Since they fixed the PQ thing I've been using it more and more. Lots wrong with the site but they seem to be going in the right direction. Lots wrong with every streaming site except NF and Prime. I think.

Rich


----------



## billsharpe (Jan 25, 2007)

No problems here with streaming from Netflix, Prime, Acorn or CBS News on my Roku TV.


----------



## lacubs (Sep 12, 2010)

not to hack this topic but where to get a Channel list for Hulu?


----------



## phrelin (Jan 18, 2007)

lacubs said:


> not to hack this topic but where to get a Channel list for Hulu?


I'm not quite sure how to answer your question. Hulu offers live TV streaming (60 or more channels) with recording like many other services, but to find out which channels in your area you would have to go to their web site. They do not include CBS anywhere. _But I don't subscribe to live streaming._

Generally, their non-live streaming service offers most ABC, Fox and NBC shows for streaming the day after they air. How many past episodes are available varies with some going back many seasons while some - like the "Chicagos" from NBC limited to a half dozen or so. Like other streaming services they offer a lot more, even programming from the United Kingdom, movies, etc. You really need to check their website.


----------



## Rich (Feb 22, 2007)

billsharpe said:


> No problems here with streaming from Netflix, Prime, Acorn or CBS News on my Roku TV.
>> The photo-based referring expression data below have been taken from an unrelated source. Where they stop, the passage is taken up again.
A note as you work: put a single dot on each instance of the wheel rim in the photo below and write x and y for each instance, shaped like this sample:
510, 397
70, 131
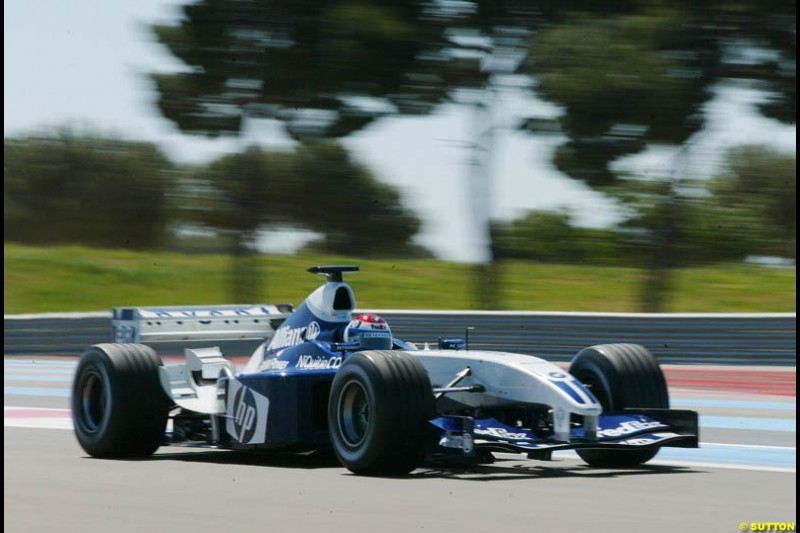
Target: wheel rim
353, 409
93, 401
I'm sure everybody has the same problems as I do with Amazon and NF. I was using Amazon last night to watch Jack Ryan and each time I moved from one TV set to another I had to find where I left off each time. Use NF and you rarely have such problems. NF is the standard bearer for streaming sites, I think. If they all worked the way NF does we'd all be better off.

Rich


----------



## phrelin (Jan 18, 2007)

Just a reminder that _FX on Hulu_ starts tomorrow. The news stories are confusing regarding what FX content will be on Hulu, but premiering exclusively on FX on Hulu on Thursday will be the new miniseries "Devs" by English novelist, screen writer, producer, and director Alex Garland about Lily Chan (Sonoya Mizuno), a computer engineer investigating the disappearance of her boyfriend who worked for a quantum computing company called Amaya, run by Forest (Nick Offerman).
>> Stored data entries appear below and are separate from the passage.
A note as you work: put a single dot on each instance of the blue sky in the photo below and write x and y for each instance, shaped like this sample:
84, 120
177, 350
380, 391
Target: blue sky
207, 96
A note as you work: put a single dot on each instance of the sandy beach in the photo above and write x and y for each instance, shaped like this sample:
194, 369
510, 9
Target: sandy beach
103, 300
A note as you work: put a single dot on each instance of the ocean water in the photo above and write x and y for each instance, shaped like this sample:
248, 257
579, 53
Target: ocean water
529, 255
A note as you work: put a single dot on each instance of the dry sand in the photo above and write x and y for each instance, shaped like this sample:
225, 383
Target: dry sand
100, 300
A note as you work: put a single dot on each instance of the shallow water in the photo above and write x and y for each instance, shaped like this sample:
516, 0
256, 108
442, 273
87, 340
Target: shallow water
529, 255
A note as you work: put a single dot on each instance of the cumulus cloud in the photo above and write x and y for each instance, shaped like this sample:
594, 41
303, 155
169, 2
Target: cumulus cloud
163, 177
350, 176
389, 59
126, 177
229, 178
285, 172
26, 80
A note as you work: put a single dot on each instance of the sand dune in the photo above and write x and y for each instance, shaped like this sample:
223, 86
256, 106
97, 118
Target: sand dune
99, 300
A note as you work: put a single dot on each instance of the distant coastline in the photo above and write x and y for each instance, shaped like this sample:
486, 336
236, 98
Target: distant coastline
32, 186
Some have said that Disney which owns both Hulu and FX is adding the _FX on Hulu_ hub to appeal to an older audience, meaning GenX and Boomers. In any event, there will be 1,600+ back episodes of FX shows available tomorrow.


----------



## lparsons21 (Mar 4, 2006)

Rich said:


> I'm sure everybody has the same problems as I do with Amazon and NF. I was using Amazon last night to watch Jack Ryan and each time I moved from one TV set to another I had to find where I left off each time. Use NF and you rarely have such problems. NF is the standard bearer for streaming sites, I think. If they all worked the way NF does we'd all be better off.
> 
> Rich


Yeah, Amazon seems slower to mark your spot in a show than some other apps. Doesn't affect me much as I tend to watch on the main TV.

As an aside, I keep wondering why I put that 65" Sammy curved TV in my bedroom. Almost never watch in there as when I go to bed I tend to read awhile.


----------



## phrelin (Jan 18, 2007)

Well, _FX on Hulu_ is on Hulu. They've just given FX a menu item which leads to FX programming which, for ease of continued viewing, if you select a program you can simply add it to the "My Stuff" listing along with the other Hulu stuff you may have there.


----------



## Rich (Feb 22, 2007)

lparsons21 said:


> Yeah, Amazon seems slower to mark your spot in a show than some other apps. Doesn't affect me much as I tend to watch on the main TV.
> 
> As an aside, I keep wondering why I put that 65" Sammy curved TV in my bedroom. Almost never watch in there as when I go to bed I tend to read awhile.


I have a 65" Sammy in the MB that never gets used. That should/might last forever. Quick replacement if I need one.

Rich


----------